An optimizer is a software that finds a solution for your planning challenge in a mathematical way. We are specialized on constructing and implementing custom-made optimizers.
The Resource Scheduling problem consists of assigning jobs to resources in such a way that a valid plan is objtained. This involves precedence relations between jobs, release dates, deadlines, and job synchronization. The goal is to maximize the number of jobs that can be scheduled together.
algomia has designed and implemented a Resource Scheduling optimizer. This solution has been applied in several contexts successfully. It has helped the scheduling of critical tasks during the go-live of a planning software in logistics. It can also be applied in the scheduling of appointments, medical personnel, rooms, and equipment in the health-care domain. References can be given upon request.

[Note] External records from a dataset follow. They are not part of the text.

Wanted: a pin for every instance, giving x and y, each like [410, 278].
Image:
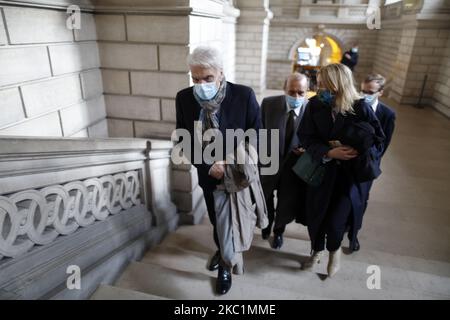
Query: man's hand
[342, 153]
[299, 151]
[217, 170]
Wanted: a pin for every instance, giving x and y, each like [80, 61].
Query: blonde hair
[338, 78]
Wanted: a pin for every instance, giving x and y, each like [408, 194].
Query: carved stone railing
[93, 203]
[38, 216]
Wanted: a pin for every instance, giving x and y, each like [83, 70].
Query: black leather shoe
[265, 233]
[223, 283]
[356, 246]
[214, 263]
[277, 241]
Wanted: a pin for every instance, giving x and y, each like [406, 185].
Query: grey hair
[206, 57]
[296, 76]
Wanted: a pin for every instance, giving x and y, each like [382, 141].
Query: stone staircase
[176, 269]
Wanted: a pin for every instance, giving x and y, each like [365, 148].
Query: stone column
[251, 43]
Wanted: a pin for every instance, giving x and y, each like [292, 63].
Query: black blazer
[239, 110]
[386, 116]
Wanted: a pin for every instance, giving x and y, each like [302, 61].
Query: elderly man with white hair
[221, 105]
[284, 113]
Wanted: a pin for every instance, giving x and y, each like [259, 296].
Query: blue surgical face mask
[326, 96]
[294, 103]
[370, 98]
[206, 91]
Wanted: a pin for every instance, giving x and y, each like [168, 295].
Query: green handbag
[309, 170]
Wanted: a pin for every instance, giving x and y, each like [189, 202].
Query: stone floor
[406, 233]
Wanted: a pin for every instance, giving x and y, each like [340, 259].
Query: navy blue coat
[315, 132]
[386, 116]
[239, 110]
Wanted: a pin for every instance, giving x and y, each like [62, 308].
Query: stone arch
[292, 51]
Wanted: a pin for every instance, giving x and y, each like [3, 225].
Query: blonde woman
[340, 130]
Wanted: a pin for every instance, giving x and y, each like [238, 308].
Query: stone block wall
[412, 54]
[252, 33]
[143, 67]
[441, 96]
[50, 81]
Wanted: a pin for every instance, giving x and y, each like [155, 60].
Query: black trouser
[334, 225]
[209, 199]
[270, 203]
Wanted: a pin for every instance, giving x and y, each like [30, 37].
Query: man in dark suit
[350, 57]
[284, 113]
[372, 89]
[216, 104]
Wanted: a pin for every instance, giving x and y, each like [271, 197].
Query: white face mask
[370, 98]
[206, 91]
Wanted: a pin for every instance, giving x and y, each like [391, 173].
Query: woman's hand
[299, 151]
[342, 153]
[217, 170]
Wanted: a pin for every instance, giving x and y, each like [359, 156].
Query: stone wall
[50, 82]
[143, 59]
[412, 53]
[143, 66]
[441, 96]
[285, 37]
[251, 43]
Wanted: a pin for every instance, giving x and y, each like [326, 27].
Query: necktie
[289, 131]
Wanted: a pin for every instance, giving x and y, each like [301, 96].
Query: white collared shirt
[298, 111]
[375, 105]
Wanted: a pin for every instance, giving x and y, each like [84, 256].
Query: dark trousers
[209, 199]
[334, 225]
[270, 203]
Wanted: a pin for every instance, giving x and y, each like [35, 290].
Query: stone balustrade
[93, 203]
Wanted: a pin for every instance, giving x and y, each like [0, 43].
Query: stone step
[281, 269]
[107, 292]
[202, 236]
[178, 284]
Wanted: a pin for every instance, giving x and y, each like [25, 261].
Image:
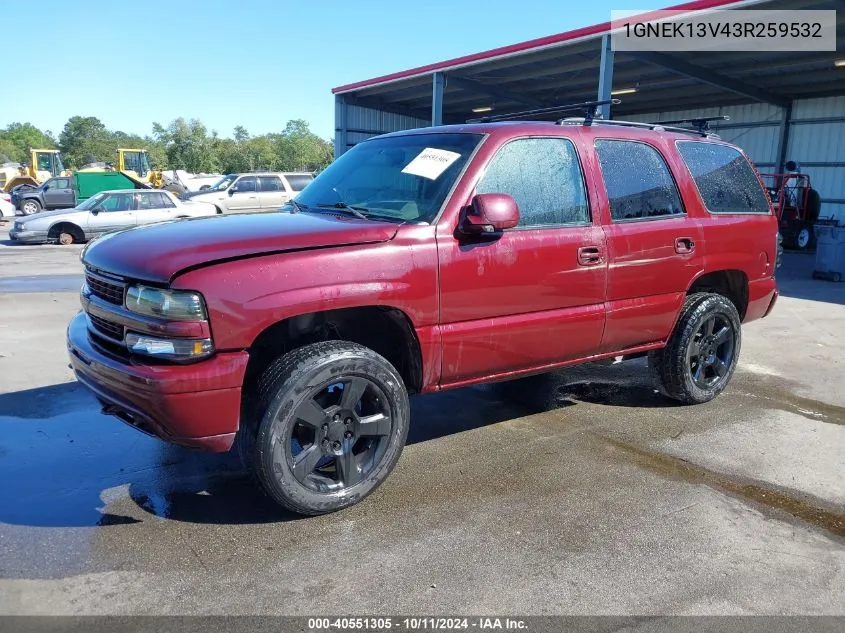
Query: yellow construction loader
[135, 164]
[43, 164]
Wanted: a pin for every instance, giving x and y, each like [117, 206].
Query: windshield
[405, 178]
[92, 202]
[223, 183]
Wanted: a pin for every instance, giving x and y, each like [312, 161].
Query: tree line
[183, 144]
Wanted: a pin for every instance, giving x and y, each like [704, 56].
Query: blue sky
[256, 63]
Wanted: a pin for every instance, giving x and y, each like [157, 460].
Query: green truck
[64, 192]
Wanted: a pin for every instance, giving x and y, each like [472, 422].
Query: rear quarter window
[725, 179]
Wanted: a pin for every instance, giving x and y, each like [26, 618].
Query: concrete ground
[617, 502]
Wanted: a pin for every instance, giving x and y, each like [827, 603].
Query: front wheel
[701, 355]
[326, 426]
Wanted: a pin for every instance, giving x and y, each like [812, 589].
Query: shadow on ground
[795, 279]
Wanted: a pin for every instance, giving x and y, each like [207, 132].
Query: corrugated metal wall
[363, 123]
[816, 140]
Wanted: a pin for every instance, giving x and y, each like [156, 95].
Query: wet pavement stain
[41, 283]
[667, 466]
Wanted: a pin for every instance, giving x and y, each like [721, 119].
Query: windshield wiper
[356, 211]
[297, 206]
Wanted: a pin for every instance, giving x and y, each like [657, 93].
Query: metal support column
[783, 138]
[340, 126]
[438, 87]
[605, 76]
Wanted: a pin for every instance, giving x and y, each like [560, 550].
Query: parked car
[420, 261]
[7, 209]
[104, 212]
[265, 191]
[67, 192]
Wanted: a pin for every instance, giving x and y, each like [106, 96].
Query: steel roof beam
[709, 77]
[491, 91]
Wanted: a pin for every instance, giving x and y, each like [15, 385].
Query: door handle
[684, 245]
[589, 256]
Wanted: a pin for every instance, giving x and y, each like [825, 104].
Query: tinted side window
[118, 202]
[544, 177]
[725, 180]
[269, 183]
[150, 200]
[246, 184]
[638, 181]
[298, 182]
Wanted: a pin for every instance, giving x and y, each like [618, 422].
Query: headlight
[178, 305]
[168, 348]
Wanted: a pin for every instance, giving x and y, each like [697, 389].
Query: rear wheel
[28, 207]
[701, 355]
[804, 236]
[326, 426]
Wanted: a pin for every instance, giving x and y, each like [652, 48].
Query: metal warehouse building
[782, 105]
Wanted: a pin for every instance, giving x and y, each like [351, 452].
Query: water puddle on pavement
[41, 283]
[677, 468]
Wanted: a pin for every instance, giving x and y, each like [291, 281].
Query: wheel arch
[63, 226]
[384, 329]
[730, 283]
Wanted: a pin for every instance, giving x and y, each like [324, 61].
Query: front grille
[105, 289]
[107, 328]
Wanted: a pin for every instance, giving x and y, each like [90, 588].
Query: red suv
[419, 261]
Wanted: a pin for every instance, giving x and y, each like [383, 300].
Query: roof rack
[701, 124]
[639, 124]
[589, 108]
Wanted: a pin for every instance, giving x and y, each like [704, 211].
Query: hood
[49, 214]
[158, 252]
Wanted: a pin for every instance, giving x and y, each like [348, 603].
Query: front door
[530, 296]
[59, 195]
[153, 206]
[116, 211]
[271, 192]
[243, 195]
[654, 248]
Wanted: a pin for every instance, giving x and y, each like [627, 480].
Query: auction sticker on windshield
[430, 163]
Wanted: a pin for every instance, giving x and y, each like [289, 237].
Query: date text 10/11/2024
[416, 624]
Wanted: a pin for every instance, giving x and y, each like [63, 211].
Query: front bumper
[194, 405]
[29, 237]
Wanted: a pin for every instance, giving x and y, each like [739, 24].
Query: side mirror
[490, 213]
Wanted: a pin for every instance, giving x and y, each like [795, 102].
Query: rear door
[533, 295]
[243, 195]
[271, 192]
[654, 248]
[297, 182]
[116, 211]
[59, 195]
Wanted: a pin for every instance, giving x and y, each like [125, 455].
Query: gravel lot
[618, 502]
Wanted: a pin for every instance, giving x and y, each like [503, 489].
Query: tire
[30, 206]
[310, 450]
[805, 237]
[702, 352]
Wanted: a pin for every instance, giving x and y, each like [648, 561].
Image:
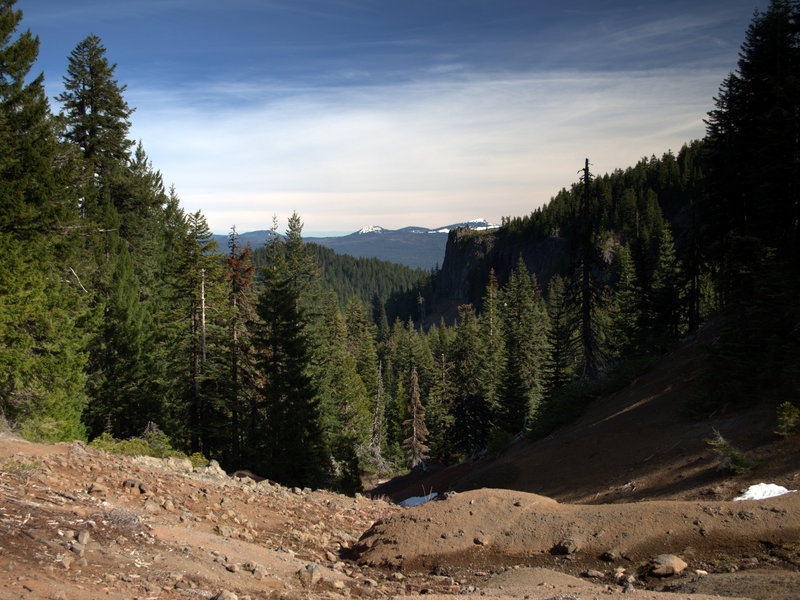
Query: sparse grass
[124, 518]
[153, 442]
[21, 468]
[788, 419]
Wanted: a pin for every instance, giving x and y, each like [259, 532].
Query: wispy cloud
[356, 112]
[419, 152]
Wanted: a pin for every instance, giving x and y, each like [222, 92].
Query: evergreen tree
[122, 403]
[753, 210]
[561, 357]
[417, 432]
[666, 292]
[344, 404]
[525, 328]
[586, 285]
[491, 346]
[291, 443]
[439, 417]
[243, 375]
[471, 409]
[625, 318]
[42, 298]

The Crew Planning challenge in railway optimization is the task of gathering train legs into tours for train drivers. Each tour must satisfy a multitude of constraints. The main objective is to minimize the number of tours (and additional secondary goals).
algomia is involved in the design and implementation of a Crew Planning optimizer in the Swiss railway industry. The mandate covers the design of algorithms, support in their implementation, and testing. References can be given upon request.
Information extraction and content search are the basis for modern business intelligence. We design and implement these systems tailor-made to your case.
In the area of Information Extraction, the main challenge is to transform raw data into useful information. This often involves the detection to text in images, enabling full-text search, pattern recognition in text, and destillation of the gained insights into crisp reports and statistics.
Dr. Souza has been involved in many of these projects in the health-care domain. The scope varied from software for document scaning, achive exploration, and pattern recognition in unstructured text in dossiers. References can be given upon request.